When the Shotton Steelworks in Deeside shed 8,500 jobs in 1980 – the largest single loss of jobs ever in the UK – it left the surrounding north Wales community in crisis. Now, a trailblazing non-profit project to bring its derelict former HQ into community use is aiming to breathe new life into the area.
The Grade II-listed John Summers Clock Tower on the banks of the River Dee was home to Shotton Steelworks' general office from 1907 and was, at one point, the HQ of British Steel – fell into ruin after closing in 2009 and being sold off by Tata, which has owned Shotton Works since 2007.
More than a decade later, Vicki Roskam is spearheading a drive to bring it back to life through the Enbarr Foundation. Aided by the local community, she wants to open a community hub, heritage skills and training centre, and more, in the building. Vicki’s ambition is to “build [the clocktower] back to what it was” as a “beacon of hope” for the region and a place where people can “celebrate their heritage”.
She admits the £5.2m site revamp is a “massive undertaking” but she remains undaunted, which is perhaps unsurprising for a woman whose motto is, “If your dreams don't scare you, they're not big enough.”
The ambitious project has won more than £600,000 in grants and financial support from organisations including Welsh Government, Transport for Wales, the National Lottery, the Welsh Council for Voluntary Action, Comic Relief, Architectural Heritage, CADW, Parc Adfer and Flintshire County Council. Full construction work recently started at the site.
But it has been local volunteers – proud of their links to the region's industrial heritage and many with generations of family history linked to the site – who have been key to the success of the project, Vicki explains, having thrown their fundraising and physical skills behind the bid to save the clocktower.
“At the one point 15,000 people work for [the steelworks]. People moved here for those jobs, bringing their families. And they’re still here,” says Vicki. “People are realising now that if they invest in this site, it's going to invest back.”

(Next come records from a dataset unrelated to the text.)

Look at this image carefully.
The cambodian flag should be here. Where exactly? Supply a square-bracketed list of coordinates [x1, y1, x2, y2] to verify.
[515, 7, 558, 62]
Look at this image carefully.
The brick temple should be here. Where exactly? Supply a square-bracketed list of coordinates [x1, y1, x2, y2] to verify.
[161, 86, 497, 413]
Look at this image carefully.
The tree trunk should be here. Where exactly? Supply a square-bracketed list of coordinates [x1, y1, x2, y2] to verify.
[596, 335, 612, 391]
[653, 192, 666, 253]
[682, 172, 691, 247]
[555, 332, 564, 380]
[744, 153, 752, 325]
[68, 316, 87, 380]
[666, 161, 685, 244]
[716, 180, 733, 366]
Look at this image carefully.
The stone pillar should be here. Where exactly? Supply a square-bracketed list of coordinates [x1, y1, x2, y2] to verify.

Known as ‘Guardians’, the volunteers regularly show up to help on site to share and learn skills as they help bring the Clocktower back into use. “On a sunny Saturday, as many as 60 to 70 volunteers can be helping,” says Vicki. “The Guardians come out every single week, every Saturday. They learn skills and renovate the gardens.”

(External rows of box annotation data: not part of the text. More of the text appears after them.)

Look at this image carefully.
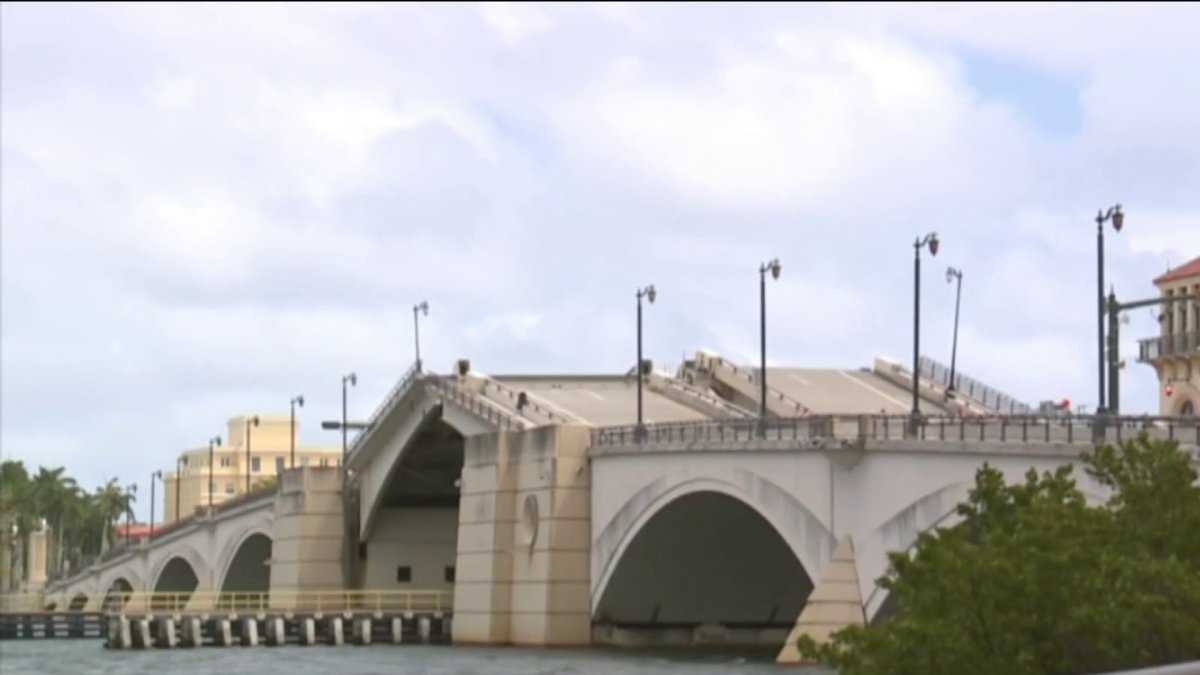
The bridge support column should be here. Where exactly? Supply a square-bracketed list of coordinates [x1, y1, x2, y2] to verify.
[241, 616, 258, 647]
[354, 616, 371, 645]
[184, 616, 204, 647]
[158, 616, 175, 649]
[271, 466, 346, 600]
[454, 424, 592, 646]
[325, 616, 346, 647]
[775, 537, 866, 663]
[212, 619, 233, 647]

Celebrating the industrial heritage of north Wales and putting the region and its business calibre on the map are also key objectives. Vicki fears north-east Wales is often seen as a place “people drive right past” to get to what are perceived to be north Wales’s traditional highlights. “The economy around here is all highly skilled. We've got airports, we've got Toyota, we've got Tata – all highly skilled. We've got one of the biggest industrial estates on our doorstep,” she says. “But they have to pull people from other areas.”
Vicki hopes that the redeveloped site can be a hub that will help keep people living and working in the region, which is why the development of skills and providing training is one of the key focuses of the project. “We need something to keep our young people in the area to grow the area. So what this building means is skills, entrepreneurship and support from local businesses. We need to support that growth and we need to support those skills. Otherwise, they will move away. That's why the community called it the beacon of hope, not me. That's what they've named because they see that they can have people in there of all generations, all working together on that goal.”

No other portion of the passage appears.